Renato pensou por um momento. Raziel não parecia ser do tipo que sucumbia à tortura. Era obstinado. Mas até ele deve ser racional o bastante para ponderar algumas opções.
— E se eu te libertar?
— O quê? — Belfegor arregalou os olhos. Não gostou do que ouviu.
— Tu serias deveras ingênuo. Eu mataria tu e este demônio ao teu lado.
— Seria impossível. Não é mesmo, Belfegor?
O demônio limpou a garganta.
— Sim. Ele não teria chance. Mesmo que ele cuspa o ouro hiperdecaído de seu estômago, meu feitiço envolve todo este lugar e enfraquece qualquer um que seja uma ameaça para mim.
— Vê? Você não nos mataria, mesmo se tentasse. E quer saber? Eu aposto que você quer se juntar aos seus irmãos anjos na batalha. Eles lá, guerreando, saboreando a glória, e você aqui servindo de cobaia para um demônio! É isso mesmo que quer? Ser lembrado como o arcanjo que foi capturado um demônio, e que por causa disso ficou de fora da maior batalha de todos tempos?
Raziel ficou em silêncio. Ponderou por um instante.
— Se eu vos contar o que queres saber, como saberei se vais cumprir vossa palavra?
— Porque você sabe que estou falando a verdade, não sabe?
— Mesmo que estejas falando a verdade agora, tu poderias mudar de ideia.
— Da mesma forma que você. — Renato deu de ombros. — Eu te dou minha palavra, e você vai precisar acreditar nela. Além do mais, você sabe que eu estou falando a verdade agora. Eu não tenho nem mesmo essa vantagem. Você poderia mentir para mim, e eu não saberia. Vou confiar na sua palavra. Na sua honra. Peço que faça o mesmo por mim.
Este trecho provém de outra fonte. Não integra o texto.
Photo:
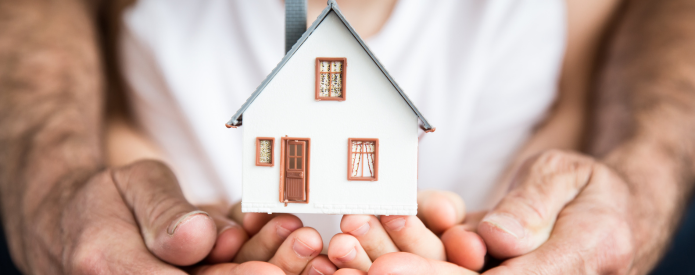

— Honra? — Raziel riu, mostrando seus dentes meio ensanguentados, por causa dos lábios e gengivas feridas — Isso ainda existe? — Deu de ombros. — Te darei uma tentativa. Se falhares, Condutor, usaremos o Ophanim.
— Fechado.
— Pestilência tomou para si um prédio do governo. Onde antes funcionava a Secretaria Estadual de Saúde, se transformou em seu antro de doenças. O local está cercado por aqueles que foram Rejeitados pela Sepultura. Os mortos que escaparam do Gehenna.
— Entendi. Belfegor! Me dê a chave das correntes.
O demônio hesitou. Ficou um tempo encarando Renato, talvez esperando que ele mudasse de idéia.
— Senhor Renato… este anjo…
— Me entregue as chaves! Você não disse que queria me servir? Então obedeça.
Belfegor suspirou e relaxou os ombros.
Uma luz brilhou em sua mão, e a chave surgiu.
Ele a jogou para Renato, que sem perder tempo destrancou as correntes.
O anjo se levantou. As asas se moveram em suas costas, como os membros de alguém se alongando. Então, Raziel começou a tossir, e finalmente cuspiu a bala de ouro hiperdecaído, que caiu no chão com um tilintar.
— Gratias ago — agradeceu em latim. — Mais uma coisa que pode interessar-te. Talvez, tu possas evitar o exército dos mortos da mesma forma que os cavaleiros.
— O que quer dizer?
— Lembra-te da vossa reunião com eles? Tu estavas numa realidade paralela à nossa, criada por eles. Chama-se O Reflexo da Verdade. Se puderes usar, poderás passar através dos Rejeitados e ferir Pestilência no próprio reino. Lembra-te: tens apenas uma única chance!